Due to the frontloading of the government borrowing programme, yields will move up, even though there are expectations of inflation coming down due to base effects. The ten year should trade in the band of 8.50-9% levels in the first half of next year, and subsequently trade in the band of 8.25- 8.75 in the second half of the year.

What is your outlook on the 10-year gilt yield? And the impact on gilt funds?
It will be hovering in the range of 8.5-9% in FY12, because every week there will be gilt auctions close to Rs15,000 crore. The impact on gilt funds will not be good and that is why we are not recommending gilt funds. We are running a significant portion in cash right now and we would continue even in next fiscal. We are currently carrying 35-40% in cash.

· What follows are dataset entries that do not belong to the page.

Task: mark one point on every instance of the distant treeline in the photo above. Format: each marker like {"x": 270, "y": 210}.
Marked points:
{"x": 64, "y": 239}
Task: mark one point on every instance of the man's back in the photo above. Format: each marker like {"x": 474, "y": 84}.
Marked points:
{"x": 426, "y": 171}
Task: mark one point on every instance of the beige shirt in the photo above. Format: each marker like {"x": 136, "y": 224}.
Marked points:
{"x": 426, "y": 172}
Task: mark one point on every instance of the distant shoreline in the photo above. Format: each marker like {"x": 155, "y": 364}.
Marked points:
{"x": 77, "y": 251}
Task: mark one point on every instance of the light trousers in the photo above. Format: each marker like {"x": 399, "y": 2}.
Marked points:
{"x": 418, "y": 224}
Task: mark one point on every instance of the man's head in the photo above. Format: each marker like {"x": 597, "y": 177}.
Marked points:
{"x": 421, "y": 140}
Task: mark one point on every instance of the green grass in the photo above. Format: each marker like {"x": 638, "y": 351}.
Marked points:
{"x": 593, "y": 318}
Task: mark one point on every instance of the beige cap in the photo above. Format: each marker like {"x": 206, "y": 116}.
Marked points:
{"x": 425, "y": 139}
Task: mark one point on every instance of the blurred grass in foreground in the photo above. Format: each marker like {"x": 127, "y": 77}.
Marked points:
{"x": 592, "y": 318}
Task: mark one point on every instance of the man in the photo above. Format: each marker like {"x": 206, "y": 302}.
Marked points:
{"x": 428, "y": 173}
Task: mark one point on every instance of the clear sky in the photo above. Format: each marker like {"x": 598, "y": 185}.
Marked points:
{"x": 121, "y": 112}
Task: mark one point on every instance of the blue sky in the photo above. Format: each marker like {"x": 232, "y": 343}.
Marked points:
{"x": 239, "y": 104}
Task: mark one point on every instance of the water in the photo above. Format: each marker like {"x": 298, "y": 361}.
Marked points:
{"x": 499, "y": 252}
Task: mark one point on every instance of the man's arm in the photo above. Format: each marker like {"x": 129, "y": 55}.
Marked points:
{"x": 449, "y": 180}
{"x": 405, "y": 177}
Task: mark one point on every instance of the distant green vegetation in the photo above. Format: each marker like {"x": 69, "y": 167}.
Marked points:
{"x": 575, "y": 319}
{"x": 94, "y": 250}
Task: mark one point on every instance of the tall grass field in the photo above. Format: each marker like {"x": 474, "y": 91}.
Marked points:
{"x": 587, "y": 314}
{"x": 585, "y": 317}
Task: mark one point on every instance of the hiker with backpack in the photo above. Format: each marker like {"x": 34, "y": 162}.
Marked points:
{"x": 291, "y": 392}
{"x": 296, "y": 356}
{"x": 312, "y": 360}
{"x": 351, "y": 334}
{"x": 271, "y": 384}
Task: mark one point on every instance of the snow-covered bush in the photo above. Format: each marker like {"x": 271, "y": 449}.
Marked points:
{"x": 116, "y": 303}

Firms are struggling with their working capital requirements as short-term rates are very high. According to experts, these rates are high because the supply is in plenty, but the demand for the same is lagging? Are fund houses not buying these papers?
That is correct. The migration of risk is going to the banking sector. Mutual funds are investing more into certificate of deposits (CDs) as they are liquid. The credit quality of these banks is high due to government holding and strict norms prescribed by the RBI.
The lower rated corporates give higher rates in CPs. But those corporates’ financial ratios would come under pressure due to high interest rates and commodity prices. There is a risk associated with investing in their papers.

Investors also prefer CDs over CPs. In CPs, investors prefer only companies having long term ‘AAA’ or AA+ rated papers or which belong to reputed groups. Investors are choosy when they are investing in a fund which has lower rated papers. The risk aversion among investors is very high, because investors do not want to end up in the same situation like 2008.